Alhasil, munajat menjadi salah satu senjata ampuh bagi para ulama dalam menyampaikan hajatnya. Beberapa ulama mendefiniskan munajat sebagai dialog rahasia dan perasaan antara hamba dan Tuhan-Nya.
Perbedaannya dengan doa, jika doa adalah permintaan atau permohonan kepada Allah, sedangkan munajat merupakan percakapan (mukhathabah) dengan Allah penuh kerendahan hati, tenang, meluapkan isi hati, dengan segala simpati dan belas kasih agar diijabah dan terwujud hajatnya.

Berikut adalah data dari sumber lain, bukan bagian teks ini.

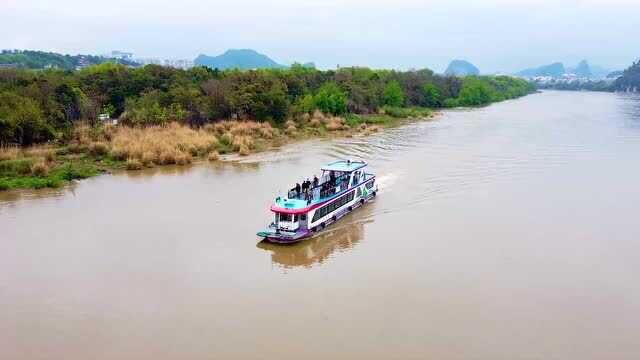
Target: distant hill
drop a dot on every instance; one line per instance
(615, 74)
(630, 79)
(583, 69)
(461, 68)
(238, 59)
(41, 60)
(554, 70)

Selain Kiai Ma’ruf Kedunglo dan Kiai Bisri Musthofa, masih banyak munajat yang dipopulerkan oleh para ulama Nusantara lainnya, seperti Syaikh Nawawi al-Bantani, Kiai Abdul Karim Hasyim, dan lain sebagainya.
Demikian satu kisah tentang Kiai Bisri, ulama yang banyak menulis buku, singa podium, dan seperti lazimnya para kiai, juga aktivis sosial. Beliau wafat di Rembang, Jawa Tengah, 17 Februari 1977. seorang Wallahu a’lam.